A Lezaun se le podía encontrar defendiendo todo tipo de causas sociales, sobre todo las de los más débiles. En junio pasado, en uno de sus últimos artículos, se fijaba en los presos: «La medida de la democracia de un pueblo es la de sus cárceles y los medios que se emplean en ellas. España no es ya una débil, sino una falsa democracia, una dictadura indisimulada que se ensaña con los más vulnerables, sobre todo con el pueblo vasco».
Este compromiso hizo que Lezaun no dudara en presentarse como testigo en el Tribunal Supremo una tarde de otoño de 1997 para defender a la Mesa Nacional de Herri Batasuna, juzgada al completo bajo la acusación de difundir una propuesta de paz.
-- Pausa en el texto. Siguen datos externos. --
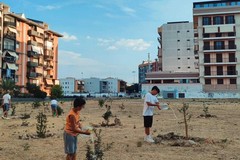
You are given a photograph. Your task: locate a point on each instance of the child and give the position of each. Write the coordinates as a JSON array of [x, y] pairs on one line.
[[54, 105], [149, 103], [73, 128]]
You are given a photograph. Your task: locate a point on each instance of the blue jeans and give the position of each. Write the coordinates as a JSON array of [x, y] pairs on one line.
[[70, 143], [6, 107]]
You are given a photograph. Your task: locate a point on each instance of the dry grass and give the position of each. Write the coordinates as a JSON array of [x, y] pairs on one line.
[[221, 132]]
En los pasillos del Alto Tribunal español todavía se deben recordar la vehemencia que empleó y las dificultades de los jueces para hacerle callar.
Los años no aplacaron sus ánimos, sino más bien al contrario. En la década pasada mantuvo sonoras polémicas públicas por sus críticas al polémico arzobispo de Iruñea Fernando Sebastián, y en los últimos meses ha censurado sin tapujos la campaña de la Iglesia para apropiarse por la vía de los hechos de cientos de templos navarros. En política, hace unos meses explicaba que «sigo teniendo las mismas ideas». Fue, cómo uno, uno de los 300 sacerdotes vascos que reivindicaron el derecho de autodeterminación ante el Gobierno de Aznar en 2002. La justicia y los derechos de Euskal Herria fueron sus guías de actuación; la solución al conflicto, una preocupación permanente que se tornó en obsesión declarada en sus últimos años.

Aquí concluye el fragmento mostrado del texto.